Regarding the importance of Christian schooling to help advance a consistent Christian theism, Machen again explained, 

“I believe that the Christian school deserves to have a good report from those who are without; I believe that even those of our fellow citizens who are not Christians may, if they really love human freedom and the noble traditions of our people, be induced to defend the Christian school against the assaults of its adversaries and to cherish it as a true bulwark of the State. But for Christian people its appeal is far deeper. I can see little consistency in a type of Christian activity which preaches the gospel on the street corners and at the ends of the earth, but neglects the children of the covenant by abandoning them to a cold and unbelieving secularism. If, indeed, the Christian school were in any sort of competition with the Christian family, if it were trying to do what the home ought to do, then I could never favor it. But one of its marked characteristics, in sharp distinction from the secular education of today, is that it exalts the family as a blessed divine institution and treats the scholars in its classes as children of the covenant to be brought up above all things in the nurture and admonition of the Lord.”3

Minimally, all of this means that Christian parents are responsible to resist the myth of neutrality regarding what our children are taught in secular schools, on television, on the internet, and under the influence of friends. If we decide to send our children to secular institutions, we had better do so with our eyes wide open to the worldview their minds will be filled with on a daily basis. If we send our children to public schools, we must be aware that the bewitching influence of secularism runs swift and strong. Maximally, this is a call for Christians to seriously consider the need for Christian schooling. What a blessing it is for believers to commit together for the Christian education of their children.
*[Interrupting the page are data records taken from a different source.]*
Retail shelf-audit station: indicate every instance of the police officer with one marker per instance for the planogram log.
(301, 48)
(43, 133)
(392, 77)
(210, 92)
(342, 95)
While I am painfully aware that Christian schools do not, de facto, ensure that our covenant children will have regenerate hearts, and that many have sent their children to Christian schools only to see them abandon the faith, it is my sincere conviction that a consistent Christian theistic education is honoring to God and most formatively beneficial to our children, as we seek to help them escape the bewitching influence of secularism in the realm of education. 

1. An excerpt from Machen’s 1933 lecture, “The Necessity of the Christian School.” 

2. Cornelius Van Til, Essays on Christian Education (The Presbyterian and Reformed Publishing Company: Phillipsburg, NJ, 1979), 27.

3. Machen, “The Necessity of the Christian School.”